There was no apparent relationship between electrode contact location and the magnitude of threshold shifts at any frequency in our small samples of participants. This observation is generally consistent with studies on the relationship between size and location of tympanic membrane perforations and resulting conductive hearing loss. For example, perforations cause conductive hearing loss in the low frequencies, an effect mediated by the size, not location, of the perforation (Mehta et al. 2006; Voss et al. 2001).

We did not control the amount of pressure applied to the tympanic membrane by the TM electrode. It is possible that the pressure against the TM, as well as the mass of the gel-soaked electrode tip, caused the threshold shifts. TM electrodes likely do not cause a shift in hearing sensitivity when using free field stimuli because expandable foam insert earphones are not used and thus there is less medial pressure imparted on the electrode (e.g., Lichtenhan et al. 2015). Pure tone threshold data was solely collected by the first author. While this helped ensure that earphone and TM electrode insertion were standardized to limit threshold shifts due to placement variation, a possible consequence of an un-blinded experimenter is biasing pure tone threshold measures. However, improvement in threshold at some frequencies after TM electrode insertion in some subjects demonstrates that experimenter bias was not an influence on our measures.

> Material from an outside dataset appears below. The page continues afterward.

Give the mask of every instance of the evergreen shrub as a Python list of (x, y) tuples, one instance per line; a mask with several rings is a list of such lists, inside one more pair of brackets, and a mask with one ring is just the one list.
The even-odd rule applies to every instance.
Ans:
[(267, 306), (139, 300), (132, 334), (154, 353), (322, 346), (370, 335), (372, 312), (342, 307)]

The present results should be considered using electrocochleography measurements from low-frequency sound, such as broadband or narrowband chirps (Chertoff et al. 2010), low-frequency tone bursts used to evoke the Auditory Nerve Overlapped Waveform (ANOW2; cf. Ferraro et al. 1994; Lichtenhan et al. 2013, 2014), speech-evoked responses (King et al. 2002), or the low-frequency biasing technique (Brown & Gibson 2011; Lichtenhan 2012). The next step in verification could be to measure cochlear nerve action potentials and auditory brainstem responses using these stimuli to determine if the behavioral threshold shifts we observed can influence attributes of electrophysiological measurements.

Acknowledgments

We thank Professors John J. Guinan, Jr. and Frank Musiek for comments on earlier versions of this manuscript. This research was funded by the National Institutes of Health, National Institute on Deafness and other Communication Disorders (F30 DC014180) to S.B.S.

Footnotes

1

We made chirp-evoked electrocochleography measurements from test-group participants for use in another study. No data was collected to compare electrophysiologic threshold estimates from chirp stimuli to behavioral threshold measures from pure tone stimuli.

2

The ANOW is an objective measure of low-frequency function that utilizes excitation of afferent auditory-nerve fibers in the apical half of the cochlear spiral.